Dimanche 22 juin

 

Portomarín - Palas do Rei

23 km.

 

 

 

Jour 30

 

 

 

 

 

 


   

La fin approche

 

Bien que le bar à côté du refugio ait promis de servir les petits déjeuners, ce matin tout semble être fermé hermétiquement. Après mes expériences malheureuses des semaines précédentes je devrais attendre ceci, mais néanmoins je me trompe encore! La route aujourd'hui me mène par la campagne, couverte de bosquets et de bruyère, plus seul qu'hier. Je ne vois rien de très intéressant à mentionner ce matin. Cependant, point important, j'ai entamé les cent derniers kilomètres, le nombre de pèlerins a augmenté. Aussi, je n'ai encore jamais vu autant de cyclistes qu'aujourd'hui. Quand des cyclistes hollandais me dépassent, ce qui se produit parfois, ils s'arrêtent fréquemment pour faire un brin de causette, parce qu'ils m'identifient comme un compatriote à ma bannière jaune de la fraternité hollandaise de Saint Jacques. Il fait encore chaud, mais le ciel est plus nuageux qu'hier et la température est ainsi plus plaisante. Les problèmes du mollet gauche ont enfin presque disparu, de sorte que j'espère faire plus de kilomètres dans la journée.

 

En route à Galicia

 

Aux environs de midi je vois les premiers eucalyptus, qui ont été plantés partout dans la région occidentale de la Galice. Leur odeur est agréable et ils semblent être très utiles à l'industrie de la cellulose, mais très dommageable à la flore à grande échelle. Ces arbres sont avides d'eau de sorte que les autres plantes en sont privées. Seule une espèce de fougère arrive à se développer dans ces sous-bois. Il est dommage que tant d'essences de bois domestiques comme les chênes, les hêtres et les sapins aient disparu au profit de ces forêts d'eucalyptus. Il semble qu'une loi de protection de la nature tente de réduire ces plantations, mais souvent de grandes parcelles de terrain sont incendiées volontairement pour appât du gain et dès que la végétation d'origine a disparu le propriétaire peut y faire pousser ce que bon lui semblent.

Heureusement le refugio est plus frais qu'hier. Je partage mon coin de dortoir avec un italien accompagné de deux enfants latino-américains. Je suppose qu'il les a adoptés. Ces enfants sont aussi excellents marcheurs et je les reverrai à Santiago.
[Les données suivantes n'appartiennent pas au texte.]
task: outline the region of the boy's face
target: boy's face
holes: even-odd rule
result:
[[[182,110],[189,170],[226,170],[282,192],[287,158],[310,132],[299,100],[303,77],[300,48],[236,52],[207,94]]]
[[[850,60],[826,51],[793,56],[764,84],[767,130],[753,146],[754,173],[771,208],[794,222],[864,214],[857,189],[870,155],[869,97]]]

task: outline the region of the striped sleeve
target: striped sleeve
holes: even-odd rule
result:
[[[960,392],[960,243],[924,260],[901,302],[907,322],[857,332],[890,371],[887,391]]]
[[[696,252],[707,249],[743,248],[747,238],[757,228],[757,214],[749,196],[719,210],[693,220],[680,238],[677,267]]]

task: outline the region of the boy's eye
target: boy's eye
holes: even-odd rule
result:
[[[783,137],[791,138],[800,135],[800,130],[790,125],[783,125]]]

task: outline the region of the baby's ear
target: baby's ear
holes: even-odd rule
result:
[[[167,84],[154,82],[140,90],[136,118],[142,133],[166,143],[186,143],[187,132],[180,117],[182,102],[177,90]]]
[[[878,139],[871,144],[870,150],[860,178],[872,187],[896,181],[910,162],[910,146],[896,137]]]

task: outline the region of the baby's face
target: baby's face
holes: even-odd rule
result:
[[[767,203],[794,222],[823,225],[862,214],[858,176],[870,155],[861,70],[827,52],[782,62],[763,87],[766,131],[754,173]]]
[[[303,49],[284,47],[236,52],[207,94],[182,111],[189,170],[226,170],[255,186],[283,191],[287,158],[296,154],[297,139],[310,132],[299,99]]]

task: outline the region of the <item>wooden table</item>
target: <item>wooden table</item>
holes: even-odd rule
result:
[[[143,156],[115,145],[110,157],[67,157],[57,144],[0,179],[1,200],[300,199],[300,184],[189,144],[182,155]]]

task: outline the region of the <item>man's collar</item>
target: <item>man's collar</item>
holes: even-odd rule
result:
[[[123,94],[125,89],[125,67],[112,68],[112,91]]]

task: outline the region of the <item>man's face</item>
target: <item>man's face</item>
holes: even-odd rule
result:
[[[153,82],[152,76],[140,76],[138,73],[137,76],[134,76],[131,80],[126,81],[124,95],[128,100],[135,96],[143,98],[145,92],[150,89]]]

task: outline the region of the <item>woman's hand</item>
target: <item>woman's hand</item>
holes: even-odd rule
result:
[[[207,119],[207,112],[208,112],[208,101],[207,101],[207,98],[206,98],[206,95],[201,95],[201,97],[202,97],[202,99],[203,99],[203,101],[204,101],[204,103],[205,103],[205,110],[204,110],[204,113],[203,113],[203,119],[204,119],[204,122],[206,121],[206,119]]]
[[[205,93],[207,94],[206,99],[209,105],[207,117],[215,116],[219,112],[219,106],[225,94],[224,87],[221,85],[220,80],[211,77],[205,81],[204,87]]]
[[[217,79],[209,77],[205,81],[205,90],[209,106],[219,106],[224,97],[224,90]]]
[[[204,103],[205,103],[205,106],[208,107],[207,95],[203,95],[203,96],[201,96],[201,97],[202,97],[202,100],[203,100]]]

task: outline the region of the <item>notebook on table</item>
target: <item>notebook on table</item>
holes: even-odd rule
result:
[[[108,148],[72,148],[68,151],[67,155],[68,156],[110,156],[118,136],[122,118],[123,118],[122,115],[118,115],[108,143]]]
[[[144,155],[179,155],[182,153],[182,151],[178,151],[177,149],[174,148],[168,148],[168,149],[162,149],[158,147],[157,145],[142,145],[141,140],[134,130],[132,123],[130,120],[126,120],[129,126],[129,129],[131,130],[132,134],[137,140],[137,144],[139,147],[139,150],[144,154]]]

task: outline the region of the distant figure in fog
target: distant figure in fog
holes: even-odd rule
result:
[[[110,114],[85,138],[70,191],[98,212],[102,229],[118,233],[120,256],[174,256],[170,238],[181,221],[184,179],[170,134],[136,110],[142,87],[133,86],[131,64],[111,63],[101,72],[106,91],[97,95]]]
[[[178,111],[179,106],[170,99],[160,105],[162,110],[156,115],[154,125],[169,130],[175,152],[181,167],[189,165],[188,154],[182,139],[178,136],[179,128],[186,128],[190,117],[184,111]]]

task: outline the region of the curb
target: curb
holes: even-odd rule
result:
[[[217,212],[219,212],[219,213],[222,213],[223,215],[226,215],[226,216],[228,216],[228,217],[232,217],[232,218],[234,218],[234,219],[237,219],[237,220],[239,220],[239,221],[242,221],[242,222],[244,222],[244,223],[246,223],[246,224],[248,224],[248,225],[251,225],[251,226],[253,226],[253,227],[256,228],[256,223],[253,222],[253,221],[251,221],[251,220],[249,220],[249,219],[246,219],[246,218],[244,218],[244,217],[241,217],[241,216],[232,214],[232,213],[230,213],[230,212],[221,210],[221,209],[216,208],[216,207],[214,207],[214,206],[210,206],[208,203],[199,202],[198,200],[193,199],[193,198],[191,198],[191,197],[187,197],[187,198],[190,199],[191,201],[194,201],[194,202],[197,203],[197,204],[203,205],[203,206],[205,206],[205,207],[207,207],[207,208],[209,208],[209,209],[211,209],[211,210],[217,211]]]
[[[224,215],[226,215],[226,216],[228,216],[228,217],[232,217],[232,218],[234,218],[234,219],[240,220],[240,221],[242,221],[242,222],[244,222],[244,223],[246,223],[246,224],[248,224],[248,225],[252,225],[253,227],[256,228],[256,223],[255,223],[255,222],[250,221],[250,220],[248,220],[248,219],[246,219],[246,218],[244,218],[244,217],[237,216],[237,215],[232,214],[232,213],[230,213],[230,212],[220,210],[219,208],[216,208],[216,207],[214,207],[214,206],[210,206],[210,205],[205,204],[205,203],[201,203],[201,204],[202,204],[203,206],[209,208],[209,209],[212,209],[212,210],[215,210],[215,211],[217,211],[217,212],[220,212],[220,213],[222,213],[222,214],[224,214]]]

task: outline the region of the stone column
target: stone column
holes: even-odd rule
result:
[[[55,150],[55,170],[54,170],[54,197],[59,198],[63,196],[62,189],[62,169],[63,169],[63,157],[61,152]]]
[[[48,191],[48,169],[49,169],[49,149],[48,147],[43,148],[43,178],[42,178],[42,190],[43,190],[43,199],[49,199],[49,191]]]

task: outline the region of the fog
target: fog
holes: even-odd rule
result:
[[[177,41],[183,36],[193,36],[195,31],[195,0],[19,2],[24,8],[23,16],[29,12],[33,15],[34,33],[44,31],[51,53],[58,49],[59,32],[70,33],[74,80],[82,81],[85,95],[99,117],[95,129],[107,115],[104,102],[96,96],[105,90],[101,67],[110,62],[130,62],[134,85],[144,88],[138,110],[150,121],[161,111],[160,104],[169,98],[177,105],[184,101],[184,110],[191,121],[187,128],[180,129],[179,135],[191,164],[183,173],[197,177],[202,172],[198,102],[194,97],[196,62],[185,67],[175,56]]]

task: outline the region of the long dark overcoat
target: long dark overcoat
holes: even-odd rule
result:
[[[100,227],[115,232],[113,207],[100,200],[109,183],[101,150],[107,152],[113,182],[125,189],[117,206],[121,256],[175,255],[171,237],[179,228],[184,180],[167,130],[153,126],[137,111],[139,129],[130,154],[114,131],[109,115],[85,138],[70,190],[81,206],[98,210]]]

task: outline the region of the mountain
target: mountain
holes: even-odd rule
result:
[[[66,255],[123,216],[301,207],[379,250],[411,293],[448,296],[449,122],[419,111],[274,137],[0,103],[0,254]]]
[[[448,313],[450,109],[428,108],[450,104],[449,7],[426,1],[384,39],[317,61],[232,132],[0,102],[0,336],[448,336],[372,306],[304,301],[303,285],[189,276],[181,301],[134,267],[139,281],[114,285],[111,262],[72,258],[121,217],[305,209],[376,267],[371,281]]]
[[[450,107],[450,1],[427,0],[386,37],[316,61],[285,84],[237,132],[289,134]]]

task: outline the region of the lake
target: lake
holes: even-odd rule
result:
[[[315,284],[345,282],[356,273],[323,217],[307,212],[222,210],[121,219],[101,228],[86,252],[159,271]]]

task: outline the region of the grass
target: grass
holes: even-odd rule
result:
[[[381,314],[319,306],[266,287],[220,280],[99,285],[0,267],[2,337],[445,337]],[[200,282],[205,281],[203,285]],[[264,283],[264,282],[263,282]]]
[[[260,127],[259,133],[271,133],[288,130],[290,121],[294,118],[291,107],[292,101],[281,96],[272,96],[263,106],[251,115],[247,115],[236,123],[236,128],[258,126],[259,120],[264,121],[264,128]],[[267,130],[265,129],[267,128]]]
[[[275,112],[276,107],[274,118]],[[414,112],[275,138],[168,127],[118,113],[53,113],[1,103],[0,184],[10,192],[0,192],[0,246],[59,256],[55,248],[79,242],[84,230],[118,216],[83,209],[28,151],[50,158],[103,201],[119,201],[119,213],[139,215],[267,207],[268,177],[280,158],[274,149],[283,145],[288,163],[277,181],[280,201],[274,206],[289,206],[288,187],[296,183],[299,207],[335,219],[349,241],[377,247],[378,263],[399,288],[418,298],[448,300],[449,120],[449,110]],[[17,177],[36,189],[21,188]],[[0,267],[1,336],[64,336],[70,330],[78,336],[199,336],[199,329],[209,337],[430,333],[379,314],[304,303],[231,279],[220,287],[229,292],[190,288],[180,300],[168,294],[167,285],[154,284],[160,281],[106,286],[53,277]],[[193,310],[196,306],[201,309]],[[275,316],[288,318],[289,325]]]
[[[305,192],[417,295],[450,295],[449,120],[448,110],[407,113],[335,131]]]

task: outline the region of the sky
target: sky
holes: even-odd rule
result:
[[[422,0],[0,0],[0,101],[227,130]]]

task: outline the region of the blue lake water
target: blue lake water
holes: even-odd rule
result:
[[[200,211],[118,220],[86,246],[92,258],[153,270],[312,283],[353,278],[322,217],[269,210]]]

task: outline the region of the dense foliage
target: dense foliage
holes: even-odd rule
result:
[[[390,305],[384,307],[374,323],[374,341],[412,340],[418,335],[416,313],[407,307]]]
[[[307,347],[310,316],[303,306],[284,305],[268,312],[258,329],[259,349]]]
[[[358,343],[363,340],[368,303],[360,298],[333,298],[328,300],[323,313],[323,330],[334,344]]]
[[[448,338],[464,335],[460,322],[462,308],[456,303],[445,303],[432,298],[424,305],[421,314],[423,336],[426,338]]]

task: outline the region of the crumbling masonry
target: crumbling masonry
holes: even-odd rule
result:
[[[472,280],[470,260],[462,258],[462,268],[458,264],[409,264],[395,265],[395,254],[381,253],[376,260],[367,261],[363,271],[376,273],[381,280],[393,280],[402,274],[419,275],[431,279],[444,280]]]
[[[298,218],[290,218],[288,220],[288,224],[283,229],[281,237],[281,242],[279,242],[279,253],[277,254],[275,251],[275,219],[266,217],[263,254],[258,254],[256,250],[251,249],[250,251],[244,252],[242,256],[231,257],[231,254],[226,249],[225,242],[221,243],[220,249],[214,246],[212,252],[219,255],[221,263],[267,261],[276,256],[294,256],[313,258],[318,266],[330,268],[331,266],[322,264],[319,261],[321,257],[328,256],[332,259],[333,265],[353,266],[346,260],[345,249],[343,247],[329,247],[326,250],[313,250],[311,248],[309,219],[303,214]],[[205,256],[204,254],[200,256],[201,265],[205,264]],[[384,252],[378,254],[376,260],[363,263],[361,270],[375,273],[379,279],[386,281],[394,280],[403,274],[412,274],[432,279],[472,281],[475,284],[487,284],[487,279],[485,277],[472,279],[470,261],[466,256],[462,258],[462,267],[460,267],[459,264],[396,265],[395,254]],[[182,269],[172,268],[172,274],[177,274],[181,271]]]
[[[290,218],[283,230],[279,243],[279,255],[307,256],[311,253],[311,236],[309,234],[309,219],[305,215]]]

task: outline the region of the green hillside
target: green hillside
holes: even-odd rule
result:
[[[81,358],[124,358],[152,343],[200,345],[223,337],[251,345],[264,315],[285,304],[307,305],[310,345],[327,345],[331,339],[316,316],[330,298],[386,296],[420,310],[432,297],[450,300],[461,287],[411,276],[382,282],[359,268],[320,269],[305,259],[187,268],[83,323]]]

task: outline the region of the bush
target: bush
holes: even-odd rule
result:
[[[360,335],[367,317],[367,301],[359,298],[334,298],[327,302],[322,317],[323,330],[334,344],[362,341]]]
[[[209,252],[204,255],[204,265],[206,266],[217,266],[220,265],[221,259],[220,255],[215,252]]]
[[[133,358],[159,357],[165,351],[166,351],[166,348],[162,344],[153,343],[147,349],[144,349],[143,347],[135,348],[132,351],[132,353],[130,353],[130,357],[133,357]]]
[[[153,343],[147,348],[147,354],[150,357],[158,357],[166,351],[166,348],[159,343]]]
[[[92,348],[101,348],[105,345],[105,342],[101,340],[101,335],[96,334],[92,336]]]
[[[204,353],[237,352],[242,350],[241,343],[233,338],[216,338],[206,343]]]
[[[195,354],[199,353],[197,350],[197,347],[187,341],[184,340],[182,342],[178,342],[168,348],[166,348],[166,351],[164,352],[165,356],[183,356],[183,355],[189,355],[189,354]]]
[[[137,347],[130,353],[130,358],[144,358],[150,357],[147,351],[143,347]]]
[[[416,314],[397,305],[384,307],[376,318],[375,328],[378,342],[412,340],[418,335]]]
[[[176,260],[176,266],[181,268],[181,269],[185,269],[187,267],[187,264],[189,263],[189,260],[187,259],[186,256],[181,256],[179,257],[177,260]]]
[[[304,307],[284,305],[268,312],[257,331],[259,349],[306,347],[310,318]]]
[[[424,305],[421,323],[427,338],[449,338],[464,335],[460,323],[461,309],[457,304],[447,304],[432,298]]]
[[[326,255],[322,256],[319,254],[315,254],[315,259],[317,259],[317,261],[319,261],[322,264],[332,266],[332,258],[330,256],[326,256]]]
À ma surprise je retrouve Etienne de Rouen, qui a été contraint, il y a trois semaines, de rester à Los Arcos avec un pied blessé et nous convenons de dîner ensemble pour nous conter nos aventures. A l'entrée de la ville un garçon me remet une carte avec l'adresse du restaurant o Porton situé un peu en dehors du centre de la ville. Eileen, Moira et les autres Africains du Sud de notre groupe ont essayé ce restaurant et en sont très enthousiastes. Pour cette raison Etienne, Norman et moi nous nous y rendons aussi. Ils avaient raison ! La nourriture excellente est servie minutieusement avec beaucoup d'attention par un couple asturien qui sont aussi les propriétaires du restaurant. La musique (celtique) diffusée est très agréable. Quant à la note sept euro seulement pour le tout! Je demande au propriétaire le titre du CD que j'ai entendu pour que je puisse l'acheter à Santiago. Je pense que ce restaurant est la seule chose dont je me rappellerai de cette ville, qui est très ordinaire.